4. Topic-Specific Knowledge
Puzzles of maps, animals, numbers and colours teach children problem-solving, persistence, and shape recognition whilst arousing their interest in these subjects. Along with that, they can also be set up for challenges by timing the speed at which they are able to solve the puzzles, motivating them to be organised and efficient in their coordination.
5. Motor Skills
Fine motor skills by the subtle movements of the fingers, hands, wrist, feet and toes are improved when solving a puzzle. The younger the child, the more practice they will require in holding, coordinating and joining pieces of the puzzle. Like with any other skill, its beneficial to intervene only if the child is really in need of assistance. Otherwise, its best to let them develop the skill through practice on their own.
6. Hand Eye coordination
The pincer grip, used to hold pens, is vital for good handwriting. In some cultures, good handw is said to determine the character. Puzzles are particularly helpful in developing this skill as the brain needs to collate all the information on the pieces and coordinate the hands to piece it together.
7. Problem-solving skills
Assembling puzzle pieces according to their shape, colour and location on the picture makes children practice prioritisation and organisational skills. It also helps them plan and allocate their time on specific tasks which is a vital habit to develop in preparation for school and for later in life.
Meanings, colours and names of the images and the associated vocabulary are learnt by children as they fix the puzzle. Parents should encourage their curiosity by pointing out various parts of the puzzle and arousing the child’s interest through questions.

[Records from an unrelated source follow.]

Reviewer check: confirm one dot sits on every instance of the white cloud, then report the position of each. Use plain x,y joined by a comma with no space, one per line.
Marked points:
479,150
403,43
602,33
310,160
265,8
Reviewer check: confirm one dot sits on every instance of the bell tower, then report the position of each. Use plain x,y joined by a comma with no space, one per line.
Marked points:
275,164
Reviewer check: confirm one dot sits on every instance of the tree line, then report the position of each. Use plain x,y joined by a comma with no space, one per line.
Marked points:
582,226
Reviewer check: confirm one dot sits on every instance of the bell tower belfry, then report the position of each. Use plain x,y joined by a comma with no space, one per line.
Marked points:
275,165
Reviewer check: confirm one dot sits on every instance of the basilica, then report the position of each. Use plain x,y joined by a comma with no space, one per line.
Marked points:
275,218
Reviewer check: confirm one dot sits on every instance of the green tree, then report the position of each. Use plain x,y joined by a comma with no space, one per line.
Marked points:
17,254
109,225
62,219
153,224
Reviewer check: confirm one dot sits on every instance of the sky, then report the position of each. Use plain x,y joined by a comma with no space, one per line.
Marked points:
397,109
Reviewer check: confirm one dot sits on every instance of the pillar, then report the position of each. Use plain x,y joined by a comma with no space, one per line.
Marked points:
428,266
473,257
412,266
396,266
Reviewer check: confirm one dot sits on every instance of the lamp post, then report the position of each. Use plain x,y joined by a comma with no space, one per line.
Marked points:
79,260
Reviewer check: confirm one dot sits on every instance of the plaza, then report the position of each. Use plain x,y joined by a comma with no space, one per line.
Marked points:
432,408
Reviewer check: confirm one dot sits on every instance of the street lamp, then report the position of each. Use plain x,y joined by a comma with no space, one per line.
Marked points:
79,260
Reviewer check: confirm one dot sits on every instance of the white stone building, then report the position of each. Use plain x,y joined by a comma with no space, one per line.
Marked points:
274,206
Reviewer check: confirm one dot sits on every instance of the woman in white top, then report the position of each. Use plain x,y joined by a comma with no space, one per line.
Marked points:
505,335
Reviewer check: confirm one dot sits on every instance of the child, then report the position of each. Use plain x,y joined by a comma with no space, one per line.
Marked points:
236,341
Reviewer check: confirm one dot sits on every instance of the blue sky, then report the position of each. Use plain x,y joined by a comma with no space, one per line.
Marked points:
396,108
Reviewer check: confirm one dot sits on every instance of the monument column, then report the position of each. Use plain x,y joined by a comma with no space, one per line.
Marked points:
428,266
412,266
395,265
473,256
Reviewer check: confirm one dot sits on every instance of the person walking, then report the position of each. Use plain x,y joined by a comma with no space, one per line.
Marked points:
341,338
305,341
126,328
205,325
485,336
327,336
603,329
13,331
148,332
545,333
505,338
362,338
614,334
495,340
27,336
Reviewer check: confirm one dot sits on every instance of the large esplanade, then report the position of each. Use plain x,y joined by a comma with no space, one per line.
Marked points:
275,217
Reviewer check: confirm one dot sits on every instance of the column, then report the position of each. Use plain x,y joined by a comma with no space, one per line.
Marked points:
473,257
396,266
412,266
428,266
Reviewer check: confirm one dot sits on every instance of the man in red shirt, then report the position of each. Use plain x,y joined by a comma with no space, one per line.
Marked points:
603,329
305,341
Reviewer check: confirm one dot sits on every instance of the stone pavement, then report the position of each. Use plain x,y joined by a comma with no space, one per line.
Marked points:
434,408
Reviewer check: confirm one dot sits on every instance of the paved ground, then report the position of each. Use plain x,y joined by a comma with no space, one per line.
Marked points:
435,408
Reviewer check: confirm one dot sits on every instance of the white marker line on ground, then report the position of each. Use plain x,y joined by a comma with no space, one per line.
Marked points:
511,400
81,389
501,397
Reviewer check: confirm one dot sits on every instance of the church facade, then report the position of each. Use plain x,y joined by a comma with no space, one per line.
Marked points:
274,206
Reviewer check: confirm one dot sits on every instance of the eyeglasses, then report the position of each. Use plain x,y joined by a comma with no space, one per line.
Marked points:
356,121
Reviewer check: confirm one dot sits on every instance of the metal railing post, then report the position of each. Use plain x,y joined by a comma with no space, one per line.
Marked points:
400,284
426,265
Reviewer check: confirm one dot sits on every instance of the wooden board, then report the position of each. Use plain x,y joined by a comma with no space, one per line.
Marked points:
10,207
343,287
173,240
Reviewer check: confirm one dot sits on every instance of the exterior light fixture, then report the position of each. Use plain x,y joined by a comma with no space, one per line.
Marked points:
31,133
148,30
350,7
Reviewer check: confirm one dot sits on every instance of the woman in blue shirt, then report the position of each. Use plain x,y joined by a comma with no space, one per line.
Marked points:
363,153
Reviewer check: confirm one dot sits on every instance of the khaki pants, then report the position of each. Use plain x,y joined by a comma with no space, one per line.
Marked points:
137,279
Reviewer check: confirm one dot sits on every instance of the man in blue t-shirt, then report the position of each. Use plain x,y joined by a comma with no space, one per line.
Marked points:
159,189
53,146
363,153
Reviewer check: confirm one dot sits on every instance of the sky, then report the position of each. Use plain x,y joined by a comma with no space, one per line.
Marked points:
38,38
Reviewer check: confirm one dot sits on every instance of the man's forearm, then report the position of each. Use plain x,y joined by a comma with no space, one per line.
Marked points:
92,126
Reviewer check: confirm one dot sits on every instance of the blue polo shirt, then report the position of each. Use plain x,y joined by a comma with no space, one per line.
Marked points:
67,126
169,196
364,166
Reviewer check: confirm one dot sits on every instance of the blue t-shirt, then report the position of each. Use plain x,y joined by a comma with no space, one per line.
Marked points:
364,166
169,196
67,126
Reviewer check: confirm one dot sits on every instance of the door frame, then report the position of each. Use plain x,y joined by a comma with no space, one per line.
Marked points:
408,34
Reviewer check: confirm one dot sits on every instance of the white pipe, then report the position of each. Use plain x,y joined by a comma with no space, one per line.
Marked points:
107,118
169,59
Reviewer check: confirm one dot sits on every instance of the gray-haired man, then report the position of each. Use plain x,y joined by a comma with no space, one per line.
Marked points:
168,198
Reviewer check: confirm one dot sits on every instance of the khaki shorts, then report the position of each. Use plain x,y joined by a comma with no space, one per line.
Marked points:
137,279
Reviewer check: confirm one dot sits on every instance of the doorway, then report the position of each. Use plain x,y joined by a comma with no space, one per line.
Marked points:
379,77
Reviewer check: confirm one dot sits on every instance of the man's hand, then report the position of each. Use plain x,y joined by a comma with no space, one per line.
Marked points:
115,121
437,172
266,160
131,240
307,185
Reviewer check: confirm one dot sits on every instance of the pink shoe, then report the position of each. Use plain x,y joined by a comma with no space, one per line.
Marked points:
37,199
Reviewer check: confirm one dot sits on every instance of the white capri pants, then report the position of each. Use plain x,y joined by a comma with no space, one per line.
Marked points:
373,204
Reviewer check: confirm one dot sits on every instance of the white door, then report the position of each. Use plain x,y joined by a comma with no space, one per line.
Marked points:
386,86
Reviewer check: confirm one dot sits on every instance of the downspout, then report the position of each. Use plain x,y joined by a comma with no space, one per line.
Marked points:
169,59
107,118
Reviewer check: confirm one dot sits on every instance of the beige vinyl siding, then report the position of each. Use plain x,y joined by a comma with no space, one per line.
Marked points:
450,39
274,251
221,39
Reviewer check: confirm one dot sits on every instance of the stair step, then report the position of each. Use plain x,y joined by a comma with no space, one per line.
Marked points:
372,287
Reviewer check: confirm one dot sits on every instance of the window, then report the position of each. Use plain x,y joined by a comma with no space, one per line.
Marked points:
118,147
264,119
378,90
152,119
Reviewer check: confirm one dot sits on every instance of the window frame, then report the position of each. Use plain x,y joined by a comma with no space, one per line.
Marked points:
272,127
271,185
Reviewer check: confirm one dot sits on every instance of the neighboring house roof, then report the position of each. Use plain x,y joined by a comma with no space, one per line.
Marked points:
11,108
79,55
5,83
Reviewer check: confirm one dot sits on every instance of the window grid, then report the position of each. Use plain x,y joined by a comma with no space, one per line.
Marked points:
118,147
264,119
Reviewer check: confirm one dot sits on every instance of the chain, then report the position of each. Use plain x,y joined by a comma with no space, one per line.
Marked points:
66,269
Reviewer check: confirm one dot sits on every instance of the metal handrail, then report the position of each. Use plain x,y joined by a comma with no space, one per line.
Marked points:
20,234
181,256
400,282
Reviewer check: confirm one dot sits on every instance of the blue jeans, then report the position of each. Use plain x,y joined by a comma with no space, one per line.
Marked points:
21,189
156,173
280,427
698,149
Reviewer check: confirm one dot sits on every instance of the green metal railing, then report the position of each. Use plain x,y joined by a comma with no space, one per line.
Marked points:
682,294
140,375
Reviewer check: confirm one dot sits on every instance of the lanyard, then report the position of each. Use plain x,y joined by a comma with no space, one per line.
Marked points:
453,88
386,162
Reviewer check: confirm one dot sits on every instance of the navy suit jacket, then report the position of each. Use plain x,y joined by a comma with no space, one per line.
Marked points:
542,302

Puzzles exercise the short-term memory thoroughly, especially as it requires matching shapes and colours. As the brain is exercised in this manner, the neural connections of the brain function faster and more efficiently. By repeatedly solving the same puzzles at different occasions also improves their memory.
Solving a puzzle gives children a sense of accomplishment as they create a picture from the chaos of unordered pieces. It adds on their mental list of achievements and hence, contributes to their confidence which can be improved with positive reinforcement or encouraging words. As puzzles are self-correcting, they will also provide the creation of the dialogue with their self. As they are spoken to positively, they will be less likely to criticize themselves and also develop a positive dialogue, enhancing their self-esteem.
11. Social Skills
Collaboration and communication are part of the interpersonal skills developed while children solve puzzles together; from resolving conflict of ownership between pieces to requesting and working together to find the same shape or colour specific pieces.
12. Puzzles and Coding
There are puzzles available for programming languages that your child can pick up. These puzzles can speed up their learning process. Javapuzzlers.com is a website that offers free Java puzzles to be solved from beginner level onward. To make the most of them, enroll your child into WhiteHat Jr’s coding school where they will learn through one-on-one lessons to utilize the skills learnt from solving puzzles. To conclude, the happiness and bonding that happens over solving a puzzle or building an app, animation or game at WhiteHat Jr, with your child is a moment, to relish while they are still young.
As already discussed, there are a multitude of cognitive, physical, emotional and psychological benefits involved in solving puzzles. When these are implemented in early childhood, they form the right neural pathways in the brain, only to be stimulated as the child grows up. These skills are to be nurtured like any other habit with perseverance and patience.